If you were teaching a world language class, would you prefer your students walked away with an ‘A’ for the class, or that they became fluent?  If they walk away fluent, they probably are going to get an ‘A’, but I know lots of people who got an ‘A’ in a world language class as students, and can’t speak it to this day.  They learned to jump hoops, not necessarily learned the language.

So why are grades so important to education?  Is it because grades are the most common form of educational jargon, it’s what we have always used, or it easiest to collect.  As humans, we tend to like to label, sort, and rank to show accountability to our public, but through this process, we have seemed to be the least accountable to the people that matter the most; our students.  Giving a multiple choice test through a “scantron” to mark is much quicker than having a conversation with students, but does not accurately measure their understanding of a topic, but more on their ability to memorize and complete a multiple choice test on the subject.
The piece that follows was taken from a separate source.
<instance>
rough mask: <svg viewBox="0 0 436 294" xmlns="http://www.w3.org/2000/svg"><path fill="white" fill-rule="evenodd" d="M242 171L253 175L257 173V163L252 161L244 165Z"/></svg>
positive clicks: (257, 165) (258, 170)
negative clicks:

District wide grading and reporting practices for North Platte Schools were identified as a district improvement initiative in the spring of 2016 for four reasons: 1) the need to better align grading and reporting practices with district curriculum, instructional, and assessment beliefs and practices; 2) the need for consistent grading practices within and among grade levels and courses; 3) the need for establishing district grading and reporting guidelines; and 4) that grades will convey how well students have achieved the standards, a reflection of learning.
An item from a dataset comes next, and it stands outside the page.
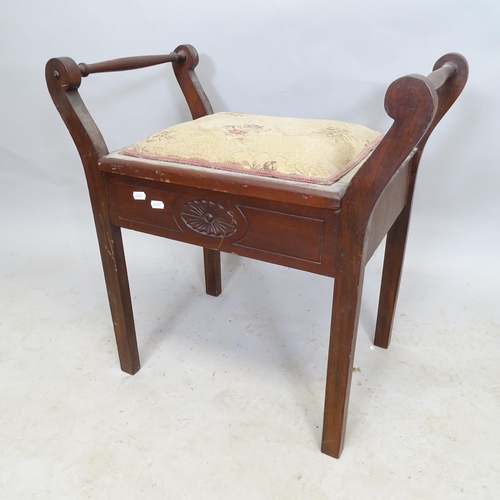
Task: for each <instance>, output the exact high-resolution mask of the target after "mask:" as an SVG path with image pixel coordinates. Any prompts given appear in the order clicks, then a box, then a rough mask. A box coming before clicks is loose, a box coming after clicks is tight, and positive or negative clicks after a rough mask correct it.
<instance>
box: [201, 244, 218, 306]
mask: <svg viewBox="0 0 500 500" xmlns="http://www.w3.org/2000/svg"><path fill="white" fill-rule="evenodd" d="M203 260H204V263H205V289H206V292H207V294H208V295H213V296H214V297H218V296H219V295H220V294H221V292H222V279H221V269H220V252H219V251H218V250H211V249H209V248H204V249H203Z"/></svg>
The essential questions posed for district staff will be:

  • What purposes do you believe report cards and grades should serve?
  • What is our assurance level that the grades assigned to K-12 students are consistent, accurate, meaningful, and supportive of learning?”
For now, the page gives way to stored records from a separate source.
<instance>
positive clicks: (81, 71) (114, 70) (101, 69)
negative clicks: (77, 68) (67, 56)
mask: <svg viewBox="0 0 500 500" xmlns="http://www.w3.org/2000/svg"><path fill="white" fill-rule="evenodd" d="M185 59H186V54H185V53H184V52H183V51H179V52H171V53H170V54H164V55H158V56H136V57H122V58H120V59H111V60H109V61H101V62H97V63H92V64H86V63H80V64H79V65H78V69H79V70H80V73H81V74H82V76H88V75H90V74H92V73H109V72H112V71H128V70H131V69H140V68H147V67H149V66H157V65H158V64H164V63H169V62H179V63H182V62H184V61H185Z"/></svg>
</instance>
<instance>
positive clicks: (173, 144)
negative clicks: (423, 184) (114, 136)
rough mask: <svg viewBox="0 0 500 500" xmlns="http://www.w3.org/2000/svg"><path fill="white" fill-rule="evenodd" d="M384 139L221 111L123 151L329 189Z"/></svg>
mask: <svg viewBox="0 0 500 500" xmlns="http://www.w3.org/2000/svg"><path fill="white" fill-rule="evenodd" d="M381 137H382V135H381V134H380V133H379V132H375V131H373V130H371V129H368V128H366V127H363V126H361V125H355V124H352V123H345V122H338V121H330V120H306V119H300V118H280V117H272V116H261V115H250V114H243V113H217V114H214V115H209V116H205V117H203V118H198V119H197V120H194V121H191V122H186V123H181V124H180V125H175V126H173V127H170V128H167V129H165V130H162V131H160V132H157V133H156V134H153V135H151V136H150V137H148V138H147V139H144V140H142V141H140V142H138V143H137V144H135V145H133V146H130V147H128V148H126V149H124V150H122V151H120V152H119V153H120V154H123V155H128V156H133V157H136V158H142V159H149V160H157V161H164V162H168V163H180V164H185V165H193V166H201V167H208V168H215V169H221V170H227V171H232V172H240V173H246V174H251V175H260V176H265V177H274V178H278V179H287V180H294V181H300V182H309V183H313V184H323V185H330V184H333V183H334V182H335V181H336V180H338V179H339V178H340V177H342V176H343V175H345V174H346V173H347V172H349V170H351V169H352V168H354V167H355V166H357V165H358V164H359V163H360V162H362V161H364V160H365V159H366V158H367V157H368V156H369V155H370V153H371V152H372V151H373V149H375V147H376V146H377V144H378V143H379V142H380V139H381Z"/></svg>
The purpose of North Platte School District’s grading and reporting is to ensure achievement grades are consistent, accurate, meaningful, and supportive/timely for all students. Based on a review of educational research and best practices, the district's Teaching & Learning team will develop a K-12 procedure and practice manual of grading practices during the 2016-17 school year, which will be organized within identified guided practices to be implemented and audited during 2017-18 school year. These practices will be fully implemented by the 2018-19 school year and revisited yearly, with the overall goal of supporting the learning process and encouraging student success.